You can do that if you want. But that seems to be a whole other question (not particularly supported by technological reality).
Why not just ask if everybody knew pretty much everything about everyone past and present?
You can do that if you want. But that seems to be a whole other question (not particularly supported by technological reality).
Why not just ask if everybody knew pretty much everything about everyone past and present?
Certainly, if they were pricey and rare as you said. But that’s not set out in the original post (I posted it).
For the record, I’d thought of them as something as expensive for an end consumer, but not that expensive. Cheap enough that even a moderately well-off school district in the US could have one and share it amongst schools/classes. But that’s not part of the condition of original post, and people may presume greater or lesser expense/availability as they desire.
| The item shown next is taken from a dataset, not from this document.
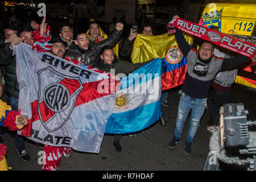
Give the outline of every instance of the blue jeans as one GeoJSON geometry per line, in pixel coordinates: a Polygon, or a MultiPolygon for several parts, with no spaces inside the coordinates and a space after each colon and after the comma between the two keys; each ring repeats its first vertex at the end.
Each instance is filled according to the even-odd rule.
{"type": "Polygon", "coordinates": [[[176,118],[176,127],[174,136],[180,139],[184,124],[188,113],[192,109],[189,127],[187,135],[186,142],[192,143],[199,128],[200,121],[207,106],[207,98],[194,98],[182,92],[179,102],[178,113],[176,118]]]}
{"type": "MultiPolygon", "coordinates": [[[[13,97],[9,97],[10,103],[13,110],[18,111],[18,99],[13,97]]],[[[24,144],[24,139],[16,134],[15,135],[15,146],[16,148],[19,151],[22,151],[25,149],[25,144],[24,144]]]]}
The real-time viewing is a limitation, though.
Thats true. The Bible says Mary was from Galilee but doesnt give a street address. We dont even know what she looked like. The exact date isnt clear either so you would be looking at every young woman in a given area over a period of about a year.
Also from just how close can we see the event? Are we talking within a few feet, a mile away? Pretty soon you couldnt tell details.
Can it see thru walls?
Does it work at night?
How is at his going to change our perception of religious tradition? Is the idea that people are going to trust this strange new box of visions more than they trust physics in general?
Thank you, you beat me to it. As it turns out, I’ve read both – or, more accurately, all, because there was more from Shaw. The Bob Shaw short story was followed by two sequels and then a novel, Other Days, Other Eyes which incorporated all three short stories and included the text in their entirety. The Clarke and Baxter novel is unrelated except for being also about time travel. Stephen King’s 11/22/63 concludes with an afterword in which he recommends Jack Finney’s Time and Again as another time-travel classic.
We could check out the moon landing filming.
Well, we all know what the Internet is mainly used for…
You’d have to work backwards from the Passover week which ended in Jesus’ crucifixion, which means you’d have almost surely resolved the question of the Resurrection first. And either way that one’s answered, the question of whether Jesus was conceived by the Holy Spirit wouldn’t really matter much, would it?
(If it were proved that Jesus had managed to resurrect himself, would his followers, or anyone else, really care that much about whether he was born of a virgin? And if there was no Resurrection, then Jesus was just another wise man, and nobody expects wise men to be born of virgins.)
I’m not the OP, but my assumptions are:
How close? I’m assuming you can zoom in or out as needed.
Seeing through walls: all the hardware would be in the present, so there’d be no limitations on which side of a roof or wall you were viewing. Seeing the inside of a closed room would be just as easy as seeing the outside of it.
Does it work at night? My assumption would be that your scope is picking up all the radiation from the time and place you’re watching, so there’s no reason why you can’t hook up an infrared scope to see whatever you can see via differential heat radiation. And outside at night, if there’s moonlight or star light, you can presumably adjust the settings to amplify what light there is, just the way you can do when you’re editing a digital photo.
So presumably you’d be able to watch Mary and Joseph get it on, if that’s what happened. And presumably you’d be able to watch the outside of Jesus’ tomb through two nights as well as the day in between. And presumably you’d be able to watch his body cool to the temperature of whatever surface his body was placed on, if that’s what happened.
But it’s the OP’s toy. I’m merely speculating about its abilities.
Yeah, I figured that’s where that link went.
Yeah, we could certainly use this technology to spy on Cleopatra, Messalina, or Catherine the Great, but you’d probably have to watch a lot of boring stuff in between the juicy parts. Even if I had this gizmo, I think that for porn, I’d stick with the Internet.